JAKARTA, Ketua Komite Koordinasi Nasional Pencegahan dan Pemberantasan Tindak Pidana Pencucian Uang (TPPU) Mahfud MD mengatakan, Pusat Pelaporan dan Analisis Transaksi Keuangan (PPATK) telah menemukan indikasi tindak pidana pencucian uang di lingkungan Kementerian Keuangan (Kemenkeu) sejak 2009. Laporannya sudah diserahkan kepada Kemenkeu pada 2017.
Adapun ia baru menjabat sebagai Menteri Koordinator Politik, Hukum, dan Keamanan (Menkopolhukam) sejak 2019. Artinya, ia sendiri tak mengetahui adanya laporan PPATK terkait dugaan tindak pidana pencucian uang tersebut.
“Baru saya tertarik untuk membuka ini sesudah ada kasus Rafael itu, saya minta rekapnya deh siapa sih yang pakai pencucian uang,” ujar Mahfud saat memberikan jawabannya kepada Komisi III DPR, Rabu (29/3).
Rupanya kasus Rafael Alun Trisambodo membuka banyak tabir terkait dugaan TPPU di lingkungan Kemenkeu. Pertama, laporan yang diserahkan PPATK pada 2017 itu faktanya tak pernah diterima ke tangan Menteri Keuangan (Menkeu) Sri Mulyani dan baru diketahuinya pada 14 Maret 2023.
Kedua, transaksi mencurigakan sebesar Rp 349 triliun tersebut rupanya melibatkan 491 entitas aparatur sipil negara (ASN) di Kemenkeu. Hal inilah yang membuat pengusutan tindak pidana pencucian uang menjadi sulit karena keterlibatan banyak pihak.
“Apa pikiran kita tentang ini ketika bertemu? ternyata melaksanakan UU TPPU itu sulit. Sehingga protes kita itu apa kepada rapat? kenapa sih tidak pernah membangun kasus? sudah ribuan kasus ini kok tidak bangun kasus? dikonstruksi sendiri? Itu setiap rapat, APH (aparat penegak hukum) menyatakan sulit Pak, ini harus ketemu ini dulu,” ujar Mahfud.
Di samping itu, banyak modus operandi dalam melakukan pencucian uang. Salah satu yang ditemukannya adalah dugaan tindak pidana pencucian uang senilai Rp 189 triliun di Direktorat Jenderal Bea dan Cukai. Ungkapnya, dugaan TPPU tersebut berkaitan dengan impor emas.

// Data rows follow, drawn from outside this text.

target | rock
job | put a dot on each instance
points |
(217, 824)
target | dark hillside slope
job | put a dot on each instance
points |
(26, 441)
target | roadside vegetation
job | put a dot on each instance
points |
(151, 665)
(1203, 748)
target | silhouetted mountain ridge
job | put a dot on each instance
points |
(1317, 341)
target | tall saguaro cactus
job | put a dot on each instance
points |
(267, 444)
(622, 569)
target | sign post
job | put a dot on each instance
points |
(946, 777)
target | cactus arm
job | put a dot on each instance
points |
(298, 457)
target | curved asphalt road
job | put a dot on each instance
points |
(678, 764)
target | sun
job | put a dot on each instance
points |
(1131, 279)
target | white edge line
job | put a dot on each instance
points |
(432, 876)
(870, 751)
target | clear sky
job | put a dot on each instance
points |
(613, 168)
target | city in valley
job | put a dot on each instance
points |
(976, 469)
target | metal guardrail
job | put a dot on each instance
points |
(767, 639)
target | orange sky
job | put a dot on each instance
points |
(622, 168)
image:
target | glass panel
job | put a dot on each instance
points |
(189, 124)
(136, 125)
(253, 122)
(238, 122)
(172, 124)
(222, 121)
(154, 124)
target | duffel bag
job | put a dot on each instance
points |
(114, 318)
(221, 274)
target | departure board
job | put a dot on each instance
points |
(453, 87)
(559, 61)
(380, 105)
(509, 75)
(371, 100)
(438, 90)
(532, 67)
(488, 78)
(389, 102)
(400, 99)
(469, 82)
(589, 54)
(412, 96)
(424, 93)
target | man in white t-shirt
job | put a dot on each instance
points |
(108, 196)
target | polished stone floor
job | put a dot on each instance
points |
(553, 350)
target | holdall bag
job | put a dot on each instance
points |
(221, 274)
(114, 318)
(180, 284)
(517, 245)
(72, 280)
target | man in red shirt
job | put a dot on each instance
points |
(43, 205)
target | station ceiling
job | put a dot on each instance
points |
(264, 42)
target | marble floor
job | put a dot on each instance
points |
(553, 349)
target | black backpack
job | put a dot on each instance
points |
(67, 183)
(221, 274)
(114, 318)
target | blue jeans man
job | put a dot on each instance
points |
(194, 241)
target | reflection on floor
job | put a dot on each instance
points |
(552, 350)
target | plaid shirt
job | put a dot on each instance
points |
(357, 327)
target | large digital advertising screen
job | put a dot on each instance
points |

“Apa itu emas? ya. Impor emas batangan yang mahal-mahal itu, tapi di dalam surat cukainya itu dibilang emas mentah,” ujar Mahfud.
Mahfud melanjutkan, pihak bea cukai berdalih bahwa impor yang dilakukan adalah emas murni, bukan batangan. Di mana kemudian, emas batangan tersebut dicetak oleh sebuah perusahaan di Surabaya, Jawa Timur. “Dicari ke Surabaya, ndak ada pabriknya dan itu nyangkut uang miliaran saudara, tidak diperiksa,” ujar Mahfud.
Dalam forum yang sama, Kepala PPATK yang juga Sekretaris Komite Koordinasi Nasional Pencegahan dan Pemberantasan TPPU Ivan Yustiavandana mengungkapkan, pihaknya menemukan indikasi transaksi keuangan mencurigakan sebesar Rp 189 triliun pada periode 2014-2016 di lingkungan Kementerian Keuangan (Kemenkeu).
Setelah itu, PPATK kembali menemukan transaksi keuangan mencurigakan sebesar Rp 180 triliun pada periode 2017-2019. Dari situ, PPATK melakukan analisis dan menemukan pola transaksi lewat perubahan identitas. “Subjek terlapor tadi melakukan pola transaksi dengan pengubahan entitas, tadinya dia aktif di satu daerah, kemudian dia pindah ke tempat lain. Tadinya menggunakan nama tertentu kemudian menggunakan nama lain,” ujar Ivan.
Dari perubahan identitas tersebut, PPATK menyadari bahwa oknum tersebut sadar adanya pemeriksaan yang dilakukan pihaknya. Selain itu, ia juga mengungkapkan adanya perusahaan cangkang dalam dugaan tindak pidana pencucian uang di Kemenkeu. Terdapat satu oknum yang diduga memiliki lima hingga delapan perusahaan cangkang yang dijadikan sebagai alat pencucian uang.
“Dalam daftar listnya itu selain oknum, kami sampaikan juga banyak perusahaan. Misalnya oknumnya satu, tapi perusahaannya lima, tujuh, delapan, dan seterusnya ” ujar Ivan.